Am Thu, Jun 20, 2024 at 07:42:44PM +0100 schrieb Dale Mellor:
I'm sure guix lint tried to push my code out to them the last time I tried.
Ah indeed, there is this in guix/lint.scm:
(define (check-archival package)
"Check whether PACKAGE's source code is archived on Software Heritage. If
it's not, and if its source code is a VCS snapshot, then send a \"save\"
request to Software Heritage.
It potentially calls this:
(define (save-package-source package)
"Attempt to save the source of PACKAGE on SWH. Return a list of warnings."
Which calls this from swh.scm:
(define* (save-origin url #:optional (type "git"))
"Request URL to be saved."
(call (swh-url "/api/1/origin/save" type "url" url) json->save-reply
http-post*))
So it does not push code, but a URL from which the code can be downloaded.

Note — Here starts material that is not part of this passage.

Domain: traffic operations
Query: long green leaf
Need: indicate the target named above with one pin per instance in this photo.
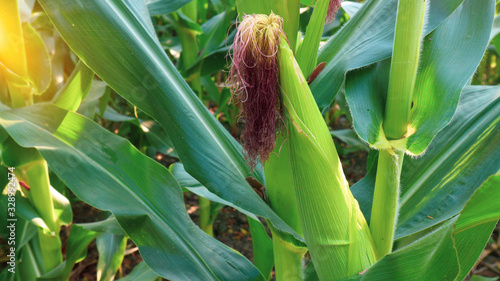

Thus it requires the code to be available from the Internet; local code
is "safe" from SWH.
Now I do not know what will happen if you save your code as a git
repository at a hidden URL. For instance, does SWH check the license?
I would hope so.
There is documentation of this feature here:
https://archive.softwareheritage.org/api/1/origin/save/doc/
which says this:
Depending of the provided origin url, the save request can either be:
- immediately accepted, for well known code hosting providers like for instance
GitHub or GitLab
- rejected, in case the url is blacklisted by Software Heritage
- put in pending state until a manual check is done in order to determine if it
can be loaded or not
So I suppose that if you submit a hidden, but publicly available URL
pointing to non-free code, the request will be "put in pending state",
manually checked and rejected, and maybe the URL added to the blacklist.